Hugh Ma – Cloud Validation Developer, Flex Ciii
Hugh Ma is a Cloud Validation Developer at Flex Ciii. He focuses on supporting various groups in developing automation processes for benchmarking and validation. He also works on OpenStack and DevOps. When he’s not writing scripts to make machines do his bidding, he is available at Hugh.Ma@flextronics.com. Otherwise, he’ll be on #Ansible IRC, or riding his motorcycle off into the sunset.
Tim McIntire – COO/CTO/Co-Founder, StackIQ
Tim McIntire co-founded StackIQ to bring the cluster computing sector’s thriving open source community into the enterprise. His vision led to StackIQ’s development of the commercial version of Rocks, which dramatically reduces the time and cost of setting up and managing clusters through intelligent multi-server software automation. This work resulted in partnerships with Amazon, HP, Dell, Intel (and others), which has enabled StackIQ to bootstrap through its first four years. McIntire’s previous work includes leading the development team at the Digital Image Analysis Lab at Scripps Institution of Oceanography. His research, which was primarily funded as part of NASA’s Direct Broadcast program, has been published in various IEEE and Elsevier Journals on topics ranging from remote sensing using neural networks to parallel image processing using HPC Clusters.
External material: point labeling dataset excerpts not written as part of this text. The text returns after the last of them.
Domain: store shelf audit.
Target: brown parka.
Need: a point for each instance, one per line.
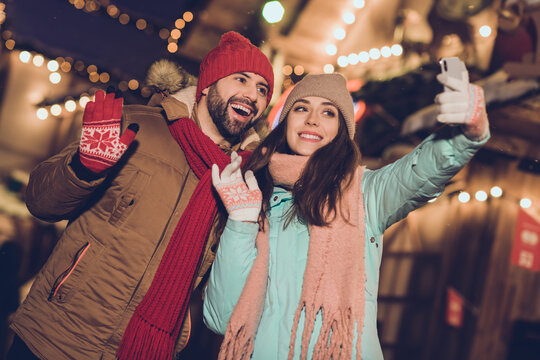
(119, 227)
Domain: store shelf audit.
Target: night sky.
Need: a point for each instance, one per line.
(56, 28)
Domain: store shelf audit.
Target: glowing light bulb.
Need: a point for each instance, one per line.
(485, 31)
(273, 12)
(55, 78)
(464, 197)
(396, 50)
(496, 191)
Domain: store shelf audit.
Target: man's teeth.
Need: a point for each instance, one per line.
(242, 108)
(310, 136)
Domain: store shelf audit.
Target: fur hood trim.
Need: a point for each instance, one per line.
(168, 77)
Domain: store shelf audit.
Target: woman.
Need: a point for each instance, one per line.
(298, 277)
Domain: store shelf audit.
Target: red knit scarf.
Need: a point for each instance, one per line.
(154, 327)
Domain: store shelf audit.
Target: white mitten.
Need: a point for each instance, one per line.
(464, 104)
(242, 199)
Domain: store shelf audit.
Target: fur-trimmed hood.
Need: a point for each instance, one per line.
(167, 77)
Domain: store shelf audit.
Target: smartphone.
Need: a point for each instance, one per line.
(455, 68)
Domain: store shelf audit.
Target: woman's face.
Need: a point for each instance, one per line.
(312, 123)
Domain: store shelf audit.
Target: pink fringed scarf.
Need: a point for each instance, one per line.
(334, 279)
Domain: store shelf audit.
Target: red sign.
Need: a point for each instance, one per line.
(454, 308)
(526, 249)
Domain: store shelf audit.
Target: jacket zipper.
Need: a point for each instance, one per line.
(65, 275)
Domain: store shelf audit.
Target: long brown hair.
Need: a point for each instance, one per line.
(328, 172)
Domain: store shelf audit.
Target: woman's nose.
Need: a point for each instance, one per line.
(312, 119)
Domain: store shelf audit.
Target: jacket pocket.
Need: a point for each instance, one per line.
(71, 278)
(129, 198)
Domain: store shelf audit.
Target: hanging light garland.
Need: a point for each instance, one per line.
(67, 64)
(106, 8)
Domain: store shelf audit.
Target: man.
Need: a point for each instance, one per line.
(140, 208)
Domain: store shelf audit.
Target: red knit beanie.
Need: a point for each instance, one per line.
(234, 54)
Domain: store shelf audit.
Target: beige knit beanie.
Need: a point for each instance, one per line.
(329, 86)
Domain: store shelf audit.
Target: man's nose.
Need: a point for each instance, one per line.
(250, 92)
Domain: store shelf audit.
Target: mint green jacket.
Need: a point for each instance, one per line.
(390, 193)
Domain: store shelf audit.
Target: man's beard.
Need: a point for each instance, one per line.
(229, 128)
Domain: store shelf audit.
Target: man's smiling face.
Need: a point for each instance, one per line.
(236, 102)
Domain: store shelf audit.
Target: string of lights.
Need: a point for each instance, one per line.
(105, 7)
(495, 192)
(59, 65)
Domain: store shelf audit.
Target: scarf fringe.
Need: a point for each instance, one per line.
(335, 340)
(144, 339)
(236, 345)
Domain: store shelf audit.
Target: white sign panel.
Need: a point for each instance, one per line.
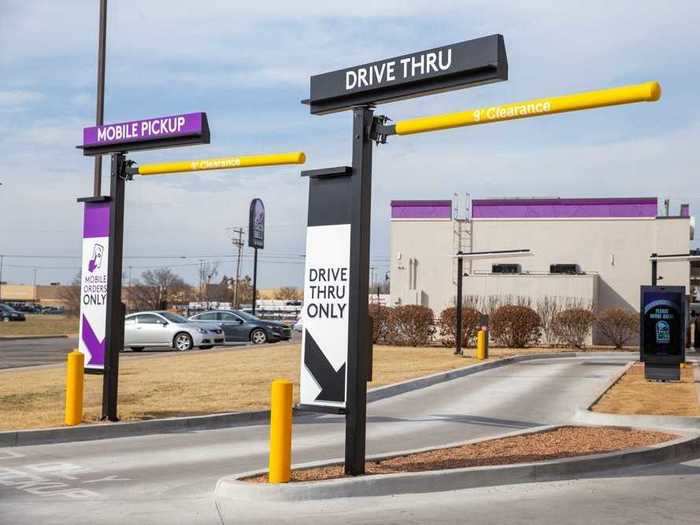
(94, 284)
(325, 316)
He also has contributed to or been featured in IBM developerWorks, HPCwire, Bio IT World, Apple Developer Connection, and the computational science magazine, enVision. McIntire received a B.S. in Computer Science from the University of California, San Diego.
Bill Sanders – Software Engineer, StackIQ
Bill is a software engineer for StackIQ, makers of the world’s fastest open source bare metal Linux deployment tool: Stacki. Prior to working at StackIQ he worked in Teradata’s R&D organization on clustered storage projects and before that as a sysadmin at a public school. With a background as a sometimes sysadmin, sometimes developer, and full-time open source advocate he has a strong dedication to building open source tools to automate every corner of the stack. When not writing code, he enjoys mentoring college students, baking, gardening and yes, long walks on the beach.
Justin Senseney – Senior Computer Scientist, NIST
Justin Senseney is a Senior Computer Scientist at the National Institute of Standards and Technology (NIST) in Gaithersburg, Maryland. He first worked on single-node image processing solutions at the National Institutes of Health. Then at Walter Reed Military Medical Center, he worked on an image processing pipeline to improve the understanding of traumatic brain injury (TBI) through magnetic resonance imaging and other imaging modalities. Patients at Walter Reed enroll in this research study to help provide a more objective and historical measurement of TBI. He then assisted with the upgrade of NIST’s CentOS 5 HPC cluster to CentOS 7 using Stacki. He develops and implements software solutions for various computing requirements at NIST.